Ketua Komisi C DPRD Kabupaten Pati yang juga menjabat sebagai Pembina PSSI Pati, Joni Kurnianto, menegaskan bahwa keberadaan kompetisi khusus anak usia dini memegang peranan krusial dalam membentuk karakter serta kemampuan dasar atlet sejak dini.
“Suatu awalan yang bagus untuk kompetisi anak U-12 dan U-10. Selama ini tidak ada kompetisi usia dini ini. Dengan adanya kejuaraan ini bisa memberikan pelajaran awal yang baik tentang etika bermain, fair play,” ujar Joni.
Menurutnya, Adhyaksa Cup tidak hanya berorientasi pada hasil kemenangan. Lebih dari sekadar pertandingan, ajang ini menjadi ruang belajar bagi anak-anak untuk mengumpulkan pengalaman bertanding sekaligus menanamkan nilai-nilai sportivitas dan kedisiplinan.
Joni juga menyoroti potensi besar yang muncul dari turnamen ini. Para pemain muda yang menunjukkan bakat dan prestasi berpeluang besar disalurkan ke dalam program Pusat Latihan (Puslat) PSSI Pati untuk pengembangan lebih lanjut.
“Alhamdulillah dengan adanya Adhyaksa Cup ini banyak kebaikan untuk Pati. Di PSSI ada puslat anak-anak yang bagus. Ini nanti bisa direkrut untuk masuk ke wadah puslat, untuk dikumpulkan, latihan bersama secara berjenjang hingga ke jenjang pemain profesional,” katanya.
Ia berharap penyelenggaraan kompetisi usia dini ini dapat berjalan terus-menerus, sehingga pembinaan bibit unggul sepak bola di Pati memiliki jalur yang jelas dan berkelanjutan. Dengan demikian, potensi pesepak bola lokal dapat dipantau dan dikembangkan secara optimal sejak usia muda.

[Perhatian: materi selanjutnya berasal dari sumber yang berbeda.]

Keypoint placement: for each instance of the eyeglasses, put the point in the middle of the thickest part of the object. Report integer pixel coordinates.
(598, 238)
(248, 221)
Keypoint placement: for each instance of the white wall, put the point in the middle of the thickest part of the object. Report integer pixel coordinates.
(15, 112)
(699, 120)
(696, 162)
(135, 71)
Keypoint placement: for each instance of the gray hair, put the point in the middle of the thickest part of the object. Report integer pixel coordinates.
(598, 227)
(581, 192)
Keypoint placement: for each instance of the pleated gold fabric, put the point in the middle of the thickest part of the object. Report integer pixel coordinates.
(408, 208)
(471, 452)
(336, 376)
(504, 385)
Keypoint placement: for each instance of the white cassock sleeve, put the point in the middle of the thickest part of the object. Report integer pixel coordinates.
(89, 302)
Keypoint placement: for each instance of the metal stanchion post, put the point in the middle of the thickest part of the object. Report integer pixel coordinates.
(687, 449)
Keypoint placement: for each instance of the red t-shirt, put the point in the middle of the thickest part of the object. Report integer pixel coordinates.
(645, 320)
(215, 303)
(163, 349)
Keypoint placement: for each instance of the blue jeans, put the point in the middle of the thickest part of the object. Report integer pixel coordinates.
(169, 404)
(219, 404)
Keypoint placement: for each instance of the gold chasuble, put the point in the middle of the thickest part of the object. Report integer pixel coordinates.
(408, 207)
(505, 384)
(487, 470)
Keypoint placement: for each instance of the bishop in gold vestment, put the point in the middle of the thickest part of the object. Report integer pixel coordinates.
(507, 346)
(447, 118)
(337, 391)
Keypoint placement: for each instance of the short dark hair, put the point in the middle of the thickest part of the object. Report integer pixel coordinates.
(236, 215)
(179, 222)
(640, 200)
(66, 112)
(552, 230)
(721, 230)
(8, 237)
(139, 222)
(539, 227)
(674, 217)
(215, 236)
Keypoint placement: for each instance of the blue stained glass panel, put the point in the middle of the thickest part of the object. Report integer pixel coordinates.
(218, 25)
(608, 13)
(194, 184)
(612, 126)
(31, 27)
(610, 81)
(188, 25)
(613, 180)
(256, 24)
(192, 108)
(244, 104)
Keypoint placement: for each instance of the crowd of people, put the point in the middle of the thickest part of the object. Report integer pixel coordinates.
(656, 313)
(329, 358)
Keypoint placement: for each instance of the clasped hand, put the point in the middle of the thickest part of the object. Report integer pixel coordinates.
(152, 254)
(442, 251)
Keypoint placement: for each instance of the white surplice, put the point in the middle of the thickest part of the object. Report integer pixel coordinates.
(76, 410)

Sebagai informasi, PSSI Pati akan menyelenggarakan turnamen Adhyaksa Cup untuk kategori KU-10 dan KU-12 pada rentang waktu 29 Agustus hingga 6 September 2026. Kejuaraan ini dirancang sebagai upaya pembinaan sepak bola anak dengan standar penyelenggaraan yang profesional.
Melalui ajang ini, para peserta tidak hanya mengasah kemampuan teknis di lapangan, tetapi juga dibekali pemahaman tentang kerja sama tim, kedisiplinan, etika, dan sikap sportif yang harus dimiliki seorang atlet.